Cinquante nuances de déni
Pour autant, la lettre ne leur a rien appris, ni à l’une ni à l’autre. Alors quoi ? « Entre savoir quelque chose et l’intégrer émotionnellement, il y a toute une marge », explique la psychologue Geneviève Paquette.
Ainsi, lorsque Lucie, 64 ans, a reçu sa lettre, elle n’a pas eu le cœur de poursuivre sa lecture au-delà de la première phrase : « Nous avons le plaisir de vous informer que votre pension… » Elle l’a remise dans l’enveloppe et celle-ci traîne désormais avec d’autres papiers, le temps qu’elle se fasse à l’idée.

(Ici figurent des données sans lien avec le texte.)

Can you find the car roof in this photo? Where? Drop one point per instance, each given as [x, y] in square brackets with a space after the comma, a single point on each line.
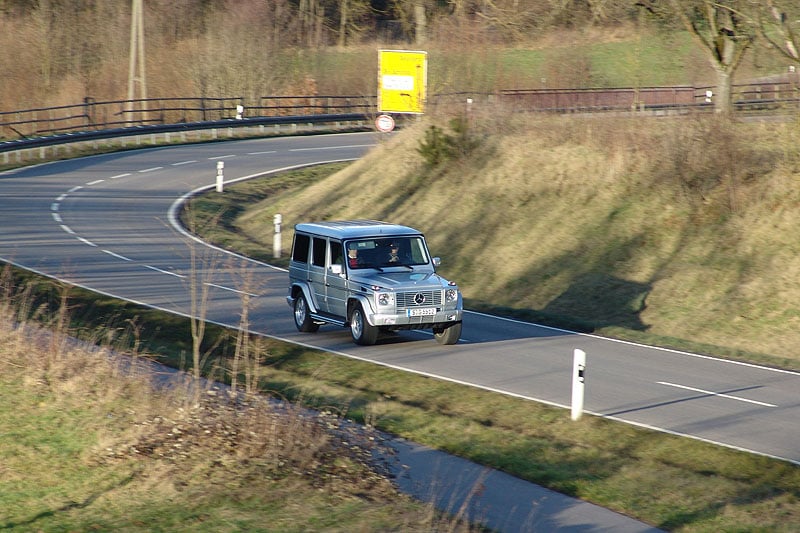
[355, 229]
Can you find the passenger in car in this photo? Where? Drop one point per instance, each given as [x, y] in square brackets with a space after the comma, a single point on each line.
[352, 258]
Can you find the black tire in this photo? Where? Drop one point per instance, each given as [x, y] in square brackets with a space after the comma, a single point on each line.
[363, 333]
[302, 319]
[448, 335]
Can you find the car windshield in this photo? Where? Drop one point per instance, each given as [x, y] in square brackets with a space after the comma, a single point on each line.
[386, 252]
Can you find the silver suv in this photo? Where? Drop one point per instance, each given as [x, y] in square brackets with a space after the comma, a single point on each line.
[371, 276]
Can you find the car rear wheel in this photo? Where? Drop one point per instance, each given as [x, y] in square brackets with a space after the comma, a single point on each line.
[302, 319]
[448, 335]
[363, 333]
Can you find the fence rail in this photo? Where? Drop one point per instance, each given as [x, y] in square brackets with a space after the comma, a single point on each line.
[119, 117]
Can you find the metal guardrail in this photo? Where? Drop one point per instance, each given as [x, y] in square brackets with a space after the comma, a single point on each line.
[338, 121]
[92, 120]
[94, 115]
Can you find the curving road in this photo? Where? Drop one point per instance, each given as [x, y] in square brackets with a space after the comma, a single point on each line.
[104, 223]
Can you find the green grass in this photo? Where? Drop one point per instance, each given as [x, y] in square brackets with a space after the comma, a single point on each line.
[670, 482]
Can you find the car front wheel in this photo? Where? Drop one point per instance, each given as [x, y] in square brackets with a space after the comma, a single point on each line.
[302, 319]
[448, 335]
[363, 333]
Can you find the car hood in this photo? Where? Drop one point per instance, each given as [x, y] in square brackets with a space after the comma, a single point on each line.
[402, 281]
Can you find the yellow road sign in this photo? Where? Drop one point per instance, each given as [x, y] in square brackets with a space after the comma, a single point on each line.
[402, 81]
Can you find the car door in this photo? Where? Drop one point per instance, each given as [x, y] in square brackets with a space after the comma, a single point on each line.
[317, 272]
[336, 283]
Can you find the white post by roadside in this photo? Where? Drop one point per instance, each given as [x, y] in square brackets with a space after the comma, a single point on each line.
[578, 378]
[276, 241]
[220, 167]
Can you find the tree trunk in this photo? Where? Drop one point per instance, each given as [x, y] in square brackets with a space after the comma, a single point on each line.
[420, 24]
[723, 102]
[343, 14]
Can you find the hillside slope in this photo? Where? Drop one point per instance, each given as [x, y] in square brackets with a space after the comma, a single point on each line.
[682, 228]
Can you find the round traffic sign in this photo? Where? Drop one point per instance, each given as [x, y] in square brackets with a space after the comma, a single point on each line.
[384, 123]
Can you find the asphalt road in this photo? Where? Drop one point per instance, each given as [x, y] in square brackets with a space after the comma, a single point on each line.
[104, 223]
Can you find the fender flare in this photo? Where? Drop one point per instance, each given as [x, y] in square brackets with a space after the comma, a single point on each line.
[365, 305]
[301, 287]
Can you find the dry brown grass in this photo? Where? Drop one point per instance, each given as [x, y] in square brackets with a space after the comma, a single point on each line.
[678, 227]
[92, 441]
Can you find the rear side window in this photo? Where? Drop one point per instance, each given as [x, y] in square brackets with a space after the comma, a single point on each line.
[300, 249]
[319, 252]
[337, 258]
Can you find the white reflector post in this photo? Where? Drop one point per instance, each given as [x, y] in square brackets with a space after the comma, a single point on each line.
[578, 378]
[277, 220]
[220, 177]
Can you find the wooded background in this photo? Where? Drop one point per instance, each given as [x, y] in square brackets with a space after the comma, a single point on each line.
[57, 52]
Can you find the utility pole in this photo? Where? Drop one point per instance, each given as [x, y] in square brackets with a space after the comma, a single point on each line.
[136, 65]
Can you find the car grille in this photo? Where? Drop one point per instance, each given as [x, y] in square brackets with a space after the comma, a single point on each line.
[410, 300]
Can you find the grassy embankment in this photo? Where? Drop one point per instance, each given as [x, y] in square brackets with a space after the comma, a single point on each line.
[90, 442]
[619, 229]
[677, 232]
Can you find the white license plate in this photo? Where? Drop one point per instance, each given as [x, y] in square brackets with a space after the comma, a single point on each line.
[422, 311]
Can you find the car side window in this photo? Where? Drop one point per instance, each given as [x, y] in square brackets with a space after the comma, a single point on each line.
[300, 248]
[336, 253]
[318, 252]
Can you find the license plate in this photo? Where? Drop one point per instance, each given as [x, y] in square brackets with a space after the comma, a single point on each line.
[422, 311]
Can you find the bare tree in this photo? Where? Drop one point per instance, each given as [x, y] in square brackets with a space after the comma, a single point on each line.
[725, 30]
[779, 26]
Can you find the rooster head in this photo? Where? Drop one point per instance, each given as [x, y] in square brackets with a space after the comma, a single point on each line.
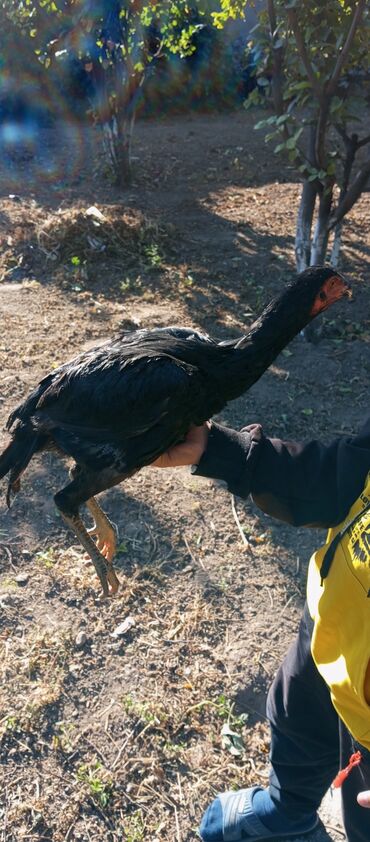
[331, 287]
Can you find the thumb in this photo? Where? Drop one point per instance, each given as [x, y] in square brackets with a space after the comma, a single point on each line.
[363, 798]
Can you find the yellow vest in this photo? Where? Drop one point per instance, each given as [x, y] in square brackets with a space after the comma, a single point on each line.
[340, 608]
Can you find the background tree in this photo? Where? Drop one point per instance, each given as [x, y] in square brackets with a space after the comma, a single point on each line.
[316, 64]
[121, 44]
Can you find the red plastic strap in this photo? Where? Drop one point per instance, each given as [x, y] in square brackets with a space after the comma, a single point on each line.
[354, 760]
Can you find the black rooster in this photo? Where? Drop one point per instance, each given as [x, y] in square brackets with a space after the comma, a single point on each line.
[118, 407]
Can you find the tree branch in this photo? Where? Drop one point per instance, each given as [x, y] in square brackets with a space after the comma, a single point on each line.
[357, 15]
[364, 141]
[277, 78]
[293, 20]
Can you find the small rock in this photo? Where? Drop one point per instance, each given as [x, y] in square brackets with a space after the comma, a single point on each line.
[22, 579]
[80, 640]
[124, 627]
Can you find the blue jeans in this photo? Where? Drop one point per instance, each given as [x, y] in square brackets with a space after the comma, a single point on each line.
[309, 742]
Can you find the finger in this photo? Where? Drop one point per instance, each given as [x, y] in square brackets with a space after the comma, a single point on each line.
[363, 798]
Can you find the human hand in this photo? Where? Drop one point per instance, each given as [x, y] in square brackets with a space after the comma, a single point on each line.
[188, 452]
[363, 798]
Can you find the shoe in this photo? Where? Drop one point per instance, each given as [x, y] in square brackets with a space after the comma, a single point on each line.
[231, 818]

Pour sa part, Louise, 66 ans, s’est empressée de cacher la sienne dans le fond d’un tiroir. « Je ne me suis pas vantée de l’avoir reçue », admet-elle. D’autres, comme Martine, 65 ans, pratiquent ce qu’on pourrait appeler le déni « lexical » : « J’évite toujours de dire « Sécurité de la vieillesse » ou « pension de vieillesse ». Je dis « rente du fédéral ». Ça fait moins vieux. »
« Le déni n’est pas anormal, observe la psychologue Geneviève Paquette. On veut se protéger car vieillir fait peur. » Au point de craindre tout ce qui se rapporte au vieillissement et à la vieillesse ? C’est ce qu’explique Denise Dubé dans son livre Humaniser la vieillesse (MultiMondes) : « Une société qui valorise traditionnellement l’action, le pouvoir, la vigueur de la jeunesse, plutôt que la contemplation, la réflexion, l’expérience et la sagesse de l’âge ne peut faire autrement que d’éprouver un profond malaise, une répulsion pour la vieillesse… »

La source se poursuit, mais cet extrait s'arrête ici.